Si la communauté décide d’une mise à l’écart, temporaire bien sûr, c’est dans une perspective de guérison. Mais une telle mesure est toujours précédée de la correction fraternelle, comme l’Évangile le montre chez saint Matthieu (Mt. 18, 15 et ss.)XXIV. QUELLE DOIT ÊTRE LA MESURE DE L’EXCOMMUNICATION.
Lundi 31 octobre, solennité de la Dédicace de l’église abbatiale :
Il peut sembler étrange de parler de l’excommunication le jour où nous célébrons la Dédicace de notre église abbatiale.

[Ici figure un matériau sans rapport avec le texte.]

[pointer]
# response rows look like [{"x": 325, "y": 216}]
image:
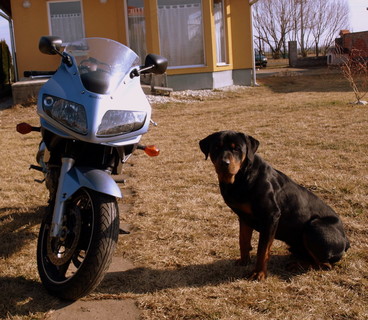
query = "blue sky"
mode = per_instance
[
  {"x": 358, "y": 19},
  {"x": 358, "y": 15}
]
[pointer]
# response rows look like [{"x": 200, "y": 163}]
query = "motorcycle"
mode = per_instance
[{"x": 93, "y": 113}]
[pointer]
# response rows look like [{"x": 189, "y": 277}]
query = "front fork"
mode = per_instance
[{"x": 57, "y": 216}]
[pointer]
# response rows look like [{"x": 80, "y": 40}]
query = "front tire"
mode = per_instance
[{"x": 72, "y": 265}]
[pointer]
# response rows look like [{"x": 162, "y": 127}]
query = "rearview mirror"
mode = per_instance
[
  {"x": 155, "y": 64},
  {"x": 50, "y": 45}
]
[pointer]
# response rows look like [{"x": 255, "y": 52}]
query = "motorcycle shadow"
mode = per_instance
[{"x": 146, "y": 280}]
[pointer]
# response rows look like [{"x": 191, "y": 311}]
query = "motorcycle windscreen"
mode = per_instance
[{"x": 102, "y": 63}]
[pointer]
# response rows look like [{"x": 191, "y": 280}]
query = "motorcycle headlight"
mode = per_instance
[
  {"x": 70, "y": 114},
  {"x": 115, "y": 122}
]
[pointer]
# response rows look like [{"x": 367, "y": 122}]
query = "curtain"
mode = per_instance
[
  {"x": 181, "y": 34},
  {"x": 220, "y": 32},
  {"x": 137, "y": 31},
  {"x": 69, "y": 27}
]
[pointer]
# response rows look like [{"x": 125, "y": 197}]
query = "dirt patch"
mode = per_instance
[{"x": 102, "y": 309}]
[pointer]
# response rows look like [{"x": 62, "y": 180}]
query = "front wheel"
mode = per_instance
[{"x": 72, "y": 265}]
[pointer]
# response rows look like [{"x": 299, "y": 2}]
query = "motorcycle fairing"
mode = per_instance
[{"x": 94, "y": 179}]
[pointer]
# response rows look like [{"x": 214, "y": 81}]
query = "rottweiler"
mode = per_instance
[{"x": 268, "y": 201}]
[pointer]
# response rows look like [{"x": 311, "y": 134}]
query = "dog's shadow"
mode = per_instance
[{"x": 147, "y": 280}]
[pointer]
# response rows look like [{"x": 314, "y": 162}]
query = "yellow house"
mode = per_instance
[{"x": 208, "y": 43}]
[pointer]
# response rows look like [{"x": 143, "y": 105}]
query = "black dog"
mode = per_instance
[{"x": 269, "y": 202}]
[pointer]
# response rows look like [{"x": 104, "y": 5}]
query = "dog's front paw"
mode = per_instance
[
  {"x": 242, "y": 261},
  {"x": 258, "y": 275}
]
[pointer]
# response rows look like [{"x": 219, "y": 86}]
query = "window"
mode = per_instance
[
  {"x": 181, "y": 32},
  {"x": 137, "y": 27},
  {"x": 218, "y": 10},
  {"x": 66, "y": 20}
]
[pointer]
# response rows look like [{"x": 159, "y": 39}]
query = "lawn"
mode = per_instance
[{"x": 184, "y": 239}]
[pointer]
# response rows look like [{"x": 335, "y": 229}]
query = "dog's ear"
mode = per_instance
[
  {"x": 252, "y": 146},
  {"x": 205, "y": 144}
]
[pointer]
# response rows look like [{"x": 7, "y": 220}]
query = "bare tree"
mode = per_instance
[
  {"x": 312, "y": 23},
  {"x": 272, "y": 23},
  {"x": 355, "y": 70}
]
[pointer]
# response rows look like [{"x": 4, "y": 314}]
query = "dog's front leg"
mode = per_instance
[
  {"x": 266, "y": 237},
  {"x": 245, "y": 237}
]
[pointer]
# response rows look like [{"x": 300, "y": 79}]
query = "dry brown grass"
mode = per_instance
[{"x": 184, "y": 238}]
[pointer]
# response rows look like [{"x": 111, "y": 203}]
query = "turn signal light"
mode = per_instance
[
  {"x": 152, "y": 151},
  {"x": 24, "y": 128}
]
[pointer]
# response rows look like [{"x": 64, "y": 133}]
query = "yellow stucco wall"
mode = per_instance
[{"x": 109, "y": 20}]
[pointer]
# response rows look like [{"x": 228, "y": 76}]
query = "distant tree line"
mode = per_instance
[{"x": 314, "y": 24}]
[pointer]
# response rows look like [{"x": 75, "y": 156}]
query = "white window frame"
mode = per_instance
[
  {"x": 125, "y": 3},
  {"x": 49, "y": 16},
  {"x": 203, "y": 42},
  {"x": 224, "y": 40}
]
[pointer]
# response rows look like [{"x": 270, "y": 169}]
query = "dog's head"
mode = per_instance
[{"x": 228, "y": 151}]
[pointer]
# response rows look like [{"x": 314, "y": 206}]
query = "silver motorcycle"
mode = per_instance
[{"x": 93, "y": 113}]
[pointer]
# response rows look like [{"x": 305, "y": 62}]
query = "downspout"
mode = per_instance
[
  {"x": 12, "y": 44},
  {"x": 255, "y": 84}
]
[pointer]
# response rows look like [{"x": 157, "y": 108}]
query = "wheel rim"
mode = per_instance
[{"x": 62, "y": 257}]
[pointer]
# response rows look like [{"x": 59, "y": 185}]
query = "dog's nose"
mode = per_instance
[{"x": 226, "y": 162}]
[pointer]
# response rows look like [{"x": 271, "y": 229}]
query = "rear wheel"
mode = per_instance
[{"x": 72, "y": 265}]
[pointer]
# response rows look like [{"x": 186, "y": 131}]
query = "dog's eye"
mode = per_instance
[{"x": 236, "y": 148}]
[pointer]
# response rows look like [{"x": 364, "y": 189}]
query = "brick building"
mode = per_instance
[{"x": 346, "y": 44}]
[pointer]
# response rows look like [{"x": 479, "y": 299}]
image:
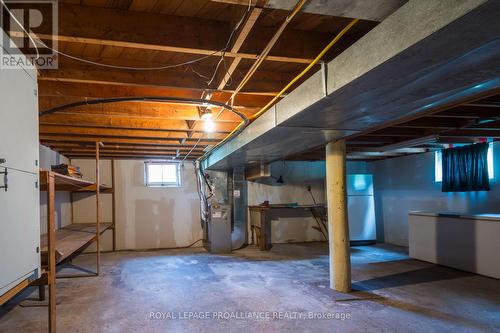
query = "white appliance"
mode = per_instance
[
  {"x": 361, "y": 208},
  {"x": 19, "y": 193}
]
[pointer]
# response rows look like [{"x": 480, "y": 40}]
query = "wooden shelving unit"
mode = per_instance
[{"x": 59, "y": 245}]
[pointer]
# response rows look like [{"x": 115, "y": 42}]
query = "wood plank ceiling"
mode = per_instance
[
  {"x": 475, "y": 120},
  {"x": 154, "y": 33}
]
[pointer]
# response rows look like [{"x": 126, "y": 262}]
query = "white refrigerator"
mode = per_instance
[{"x": 361, "y": 208}]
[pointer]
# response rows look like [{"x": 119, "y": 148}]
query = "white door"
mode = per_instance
[
  {"x": 19, "y": 228},
  {"x": 18, "y": 120}
]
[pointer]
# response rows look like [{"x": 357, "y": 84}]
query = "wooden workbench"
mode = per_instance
[{"x": 261, "y": 216}]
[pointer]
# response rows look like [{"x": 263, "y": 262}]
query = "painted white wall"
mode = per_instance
[
  {"x": 49, "y": 157},
  {"x": 407, "y": 183},
  {"x": 146, "y": 217},
  {"x": 149, "y": 217},
  {"x": 297, "y": 176}
]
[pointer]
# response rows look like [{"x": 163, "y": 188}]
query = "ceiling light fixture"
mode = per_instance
[{"x": 206, "y": 114}]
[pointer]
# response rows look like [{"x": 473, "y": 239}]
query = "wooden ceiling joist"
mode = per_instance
[
  {"x": 123, "y": 133},
  {"x": 117, "y": 122},
  {"x": 76, "y": 72},
  {"x": 156, "y": 32}
]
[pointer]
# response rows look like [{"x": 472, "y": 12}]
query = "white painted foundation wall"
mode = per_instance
[
  {"x": 296, "y": 176},
  {"x": 146, "y": 217}
]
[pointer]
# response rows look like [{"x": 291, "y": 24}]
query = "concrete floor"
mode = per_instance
[{"x": 395, "y": 294}]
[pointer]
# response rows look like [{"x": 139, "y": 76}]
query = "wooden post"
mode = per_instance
[
  {"x": 97, "y": 192},
  {"x": 338, "y": 227},
  {"x": 51, "y": 247},
  {"x": 113, "y": 199}
]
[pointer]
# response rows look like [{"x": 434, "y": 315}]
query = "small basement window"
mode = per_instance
[
  {"x": 438, "y": 165},
  {"x": 162, "y": 174}
]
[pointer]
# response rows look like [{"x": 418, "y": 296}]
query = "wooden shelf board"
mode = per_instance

C’est un peu le signe à contrario que l’église du monastère est un symbole d’unité et le lieu où la communauté se rassemble pour célébrer, plusieurs fois par jour, la louange du Seigneur ; le lieu où elle célèbre le mystère de l’eucharistie, sacrement de l’unité par excellence.
Le Seigneur vient à notre rencontre comme les textes de la liturgie de ce jour le soulignent. Sa Présence fait de nous des pierres vivantes qui servent à construire un édifice spirituel. Il le réalise jour après jour malgré nos échecs et notre péché. C’est pourquoi, lorsque nous nous écartons du droit chemin, Il n’a de cesse de venir nous chercher pour nous faire reprendre notre participation à cette construction et notre place dans la communauté.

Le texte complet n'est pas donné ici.